The invention relates to using scanning interferometry to measure thickness(es), surface topography, and/or other characteristics of objects having complex surface structures, such as thin film(s).
Interferometric techniques are commonly used to measure the profile of a surface of an object. To do so, an interferometer combines a measurement wavefront reflected from the surface of interest with a reference wavefront reflected from a reference surface to produce an interferogram. Fringes in the interferogram are indicative of spatial variations between the surface of interest and the reference surface.
A scanning interferometer scans the optical path length difference (OPD) between the reference and measurement legs of the interferometer over a range comparable to, or larger than, the coherence length of the interfering wavefronts, to produce a scanning interferometry signal for each camera pixel used to measure the interferogram. A limited coherence length can be produced, for example, by using a white-light source, which is referred to as scanning white light interferometry (SWLI). A typical scanning white light interferometry (SWLI) signal is a few fringes localized near the zero optical path difference (OPD) position. The signal is typically characterized by a sinusoidal carrier modulation (the “fringes”) with bell-shaped fringe-contrast envelope. The conventional idea underlying SWLI metrology is to make use of the localization of the fringes to measure surface profiles. Scanning interferometers that use a limited coherence length to localize interference fringes in the interferometry signal are also referred to as “low coherence scanning interferometers.”
Typically, there are two approaches to processing such data. The first approach is to locate the peak or center of the envelope, assuming that this position corresponds to the zero optical path difference (OPD) of a two-beam interferometer for which one beam reflects from the object surface. The second approach is to transform the signal into the frequency domain and calculate the rate of change of phase with wavelength, assuming that an essentially linear slope is directly proportional to object position. See, for example, U.S. Pat. No. 5,398,113 to Peter de Groot. This latter approach is referred to as Frequency Domain Analysis (FDA).

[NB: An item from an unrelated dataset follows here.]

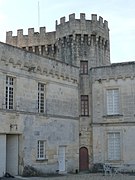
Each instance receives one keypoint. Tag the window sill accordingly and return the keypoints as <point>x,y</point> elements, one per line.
<point>84,115</point>
<point>42,160</point>
<point>113,116</point>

If a low coherence scanning interferometer is used to collect a scanning interferometry signal from a sample having a thin film (e.g., a simple single-layer partially reflective film over an opaque substrate), and if the film is sufficiently thick, then the scanning interferometry signal will include two distinct regions of fringes corresponding to the upper and lower interfaces of the film. This is shown in FIG. 1, extracted from a reference by S. Petitgrand et al. (S. Petitgrand, A. Bosseboeuf, J. P. Gilles, P. Coste, P. Nérin, P. Vabre “Mesures 3D de topographies et de vibrations à l'échelle (sub)micrométrique par microscopie optique interférométrique” Proc. Club CMOI, Méthodes et Techniques Optiques pour l'Industrie (2002). A nearly identical paper can be downloaded from Fogale Nanotech website (http://www.fogale.com/acrobat/IEFCMOI2002_FR.pdf)). According to another paper by Bosseboeuf and Petigrand (Proc. SPIE 5145, 1-16, (2003)), the distance between these two signals is “Δ=n1d,” where here Δ is the distance between the maxima of the two regions of fringe contrast, d is the physical film thickness and n1 is the index of refraction.
Because the light passes through the film before reaching the substrate, there is a distortion in the apparent film thickness related to the refractive properties of the film. In prior-art references such as Bosseboeuf and Petigrand, the correction for this effect is to divide the apparent thickness by the index of refraction, to recover the true physical thickness of the film. Unfortunately, we often observe that this correction is insufficient.
In other applications, one is interested in the topology of the top and/or bottom surface of the film, instead or, or in addition to, the thickness of the thin film. Unfortunately, conventional processing of the low coherence scanning interferometry data can sometimes be corrupted by the presence of one or more underlying layers.